The revisions will make it possible for those engaged in occupations in connection with creating, marketing, promoting, or distributing sound recordings or musical compositions, musicians or musical groups, individual performance artists, still photographers, photojournalists, videographers, or photo editors, digital content aggregators, fine artists, freelance writers, translators, editors, content contributors, advisors, narrators, cartographers, producers, copy editors, illustrators or newspaper cartoonists, those involved in underwriting inspections and other services for the insurance industry, manufactured housing salespersons, people engaged by an international exchange visitor programs, consulting services, animal services, and competition judges with specialized skills, licensed landscape architects, specialized performers teaching master classes, registered professional foresters, real estate appraisers and home inspectors, and feedback aggregators to work under their own control in California again.

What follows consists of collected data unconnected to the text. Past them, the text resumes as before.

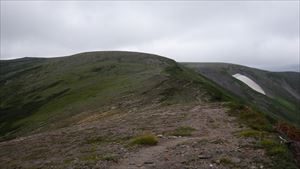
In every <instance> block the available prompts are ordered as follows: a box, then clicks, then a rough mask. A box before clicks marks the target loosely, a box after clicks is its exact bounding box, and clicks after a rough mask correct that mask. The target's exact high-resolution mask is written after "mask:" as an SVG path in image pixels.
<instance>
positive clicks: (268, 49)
mask: <svg viewBox="0 0 300 169" xmlns="http://www.w3.org/2000/svg"><path fill="white" fill-rule="evenodd" d="M91 50H134V51H141V52H149V53H156V54H160V55H163V56H166V57H170V58H173V59H175V60H177V61H198V62H233V63H239V64H245V65H251V66H255V65H257V66H270V65H287V64H297V63H298V62H299V1H287V2H283V1H273V2H271V1H255V2H251V1H244V2H234V1H231V2H230V1H228V2H222V1H213V2H206V1H199V2H196V1H189V2H179V1H173V2H172V1H165V2H95V1H88V2H78V1H77V2H68V1H64V2H58V1H55V2H50V1H32V2H20V1H12V2H9V1H1V59H9V58H18V57H25V56H39V57H52V56H62V55H69V54H74V53H77V52H83V51H91Z"/></svg>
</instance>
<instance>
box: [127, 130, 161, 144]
mask: <svg viewBox="0 0 300 169" xmlns="http://www.w3.org/2000/svg"><path fill="white" fill-rule="evenodd" d="M130 143H131V145H156V144H157V138H156V137H155V136H154V135H153V134H149V133H146V134H142V135H139V136H135V137H133V138H132V139H131V140H130Z"/></svg>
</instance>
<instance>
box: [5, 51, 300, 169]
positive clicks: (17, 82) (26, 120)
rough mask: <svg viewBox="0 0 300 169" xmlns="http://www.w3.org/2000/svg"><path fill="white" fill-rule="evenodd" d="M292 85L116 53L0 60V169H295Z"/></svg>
mask: <svg viewBox="0 0 300 169" xmlns="http://www.w3.org/2000/svg"><path fill="white" fill-rule="evenodd" d="M190 67H191V68H190ZM238 73H239V74H240V75H236V76H235V77H233V76H232V75H233V74H238ZM298 75H299V73H272V72H267V71H261V70H257V69H252V68H247V67H244V66H239V65H230V64H201V63H200V64H198V63H197V64H180V63H177V62H175V61H174V60H171V59H168V58H165V57H162V56H158V55H152V54H146V53H137V52H120V51H105V52H86V53H79V54H75V55H72V56H66V57H58V58H30V57H29V58H21V59H15V60H5V61H2V60H1V61H0V168H5V169H7V168H8V169H10V168H11V169H15V168H100V169H102V168H105V169H123V168H130V169H139V168H147V169H150V168H157V169H160V168H163V169H164V168H170V169H172V168H174V169H175V168H224V169H230V168H270V169H282V168H289V169H296V168H297V167H296V164H295V161H293V156H292V155H293V154H294V157H296V158H297V157H298V154H297V153H298V152H296V151H294V150H297V145H298V142H297V140H298V141H300V139H298V138H300V134H297V131H298V129H297V128H293V127H292V128H291V129H293V130H290V123H294V124H296V123H298V124H299V118H298V117H299V116H298V115H299V114H297V112H296V111H297V110H299V107H297V105H296V102H297V101H298V100H299V88H298V86H299V81H298ZM249 79H251V80H249ZM242 80H244V82H246V83H247V84H248V85H251V84H252V85H253V84H256V83H257V85H259V86H260V87H261V90H263V91H264V92H262V93H263V94H261V93H258V92H256V91H254V90H253V89H252V88H250V87H248V86H247V84H245V83H244V82H243V81H242ZM254 89H258V87H257V86H256V88H255V86H254ZM258 91H259V90H258ZM264 93H265V94H266V95H264ZM262 110H263V111H262ZM263 113H265V114H263ZM278 120H279V121H278ZM280 120H283V121H284V122H290V123H279V122H280ZM277 124H281V125H282V126H283V128H285V129H288V130H286V131H287V132H284V133H289V134H290V135H292V137H289V136H288V137H286V136H285V135H283V134H280V136H281V137H284V138H285V139H287V140H288V139H289V138H290V139H291V140H292V141H290V140H289V141H290V142H289V143H290V145H291V146H292V147H290V149H289V147H288V146H286V145H285V144H281V141H282V140H280V138H279V137H278V136H279V133H277V132H276V131H277V130H276V129H275V128H274V126H276V125H277ZM291 131H293V132H291ZM299 133H300V132H299ZM294 140H295V141H294ZM293 146H294V147H296V148H293ZM298 147H299V146H298ZM289 150H293V154H292V153H291V151H289ZM258 157H259V158H258ZM298 161H299V164H300V160H298Z"/></svg>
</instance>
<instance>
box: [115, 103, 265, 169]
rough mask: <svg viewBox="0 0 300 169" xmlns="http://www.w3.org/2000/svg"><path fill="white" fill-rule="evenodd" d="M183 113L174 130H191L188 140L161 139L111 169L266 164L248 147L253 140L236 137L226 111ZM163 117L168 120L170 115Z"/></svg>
mask: <svg viewBox="0 0 300 169" xmlns="http://www.w3.org/2000/svg"><path fill="white" fill-rule="evenodd" d="M186 113H187V114H186V117H185V119H184V120H182V121H180V123H178V124H177V126H191V127H193V128H195V129H196V131H195V132H194V133H193V135H192V136H190V137H177V138H167V137H166V136H165V137H163V138H161V139H160V140H159V143H158V145H156V146H153V147H141V148H140V149H139V150H138V151H135V152H130V153H129V154H128V155H126V156H124V157H123V158H122V159H121V160H120V161H119V162H118V163H117V164H115V165H113V166H111V169H159V168H167V169H181V168H201V169H203V168H204V169H205V168H207V169H213V168H218V169H227V168H228V169H229V168H261V167H265V164H266V163H269V161H268V158H267V157H265V155H264V152H263V151H262V150H257V149H255V148H252V147H251V146H250V145H251V141H253V140H249V139H247V138H241V137H238V136H236V133H237V132H239V131H241V130H243V128H241V126H239V125H238V123H237V122H236V121H235V119H234V118H233V117H230V116H228V114H227V113H226V109H224V108H222V107H220V106H218V105H216V106H214V105H210V106H195V107H192V108H190V109H189V110H187V111H186ZM165 114H168V116H170V117H171V116H172V113H170V112H165ZM174 114H176V113H174V112H173V115H174ZM162 116H163V114H162ZM243 147H246V148H243ZM257 157H259V158H257Z"/></svg>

Yet while Gonzalez seems well pleased with her efforts, the damage to California freelancers has already been done.

After touting the law as a victory for workers everywhere in September, Vox cut hundreds of Californian jobs before the law went into effect—because the law Gonzalez passed, that Biden backs, made it impossible for Vox to hire Californian writers.

Leftist media outlet Vox wasn't the only company that stopped hiring Californians. Last week, Lyft cut 300,000 jobs in California due to this law. Tech companies have left the state in order to avoid the law. AB5 has not resulted in more job protections for Californians, it has simply resulted in less jobs.

And this is the law that Joe Biden wants to implement on a national level. Lorena Gonzalez does not have the right to disenfranchise hardworking Californians from their livelihoods—and she's finally realized it. This time last year, California freelancers were telling her, loudly, that this bill would decimate their ability to work. She didn't listen, waiting until the damage had been irreversibly done to even consider real changes.

In her effort to control how and when people work, Gonzalez has unleashed this nonsense upon not only California but on the country. It's bad for parents who work from home, caregivers, part time workers who set their own hours, creatives, giggers, and people who just want to earn extra cash through a side job. AB5 is the basis for Joe Biden's PRO Act. It was a disaster for California, and would be a nightmare for the United States.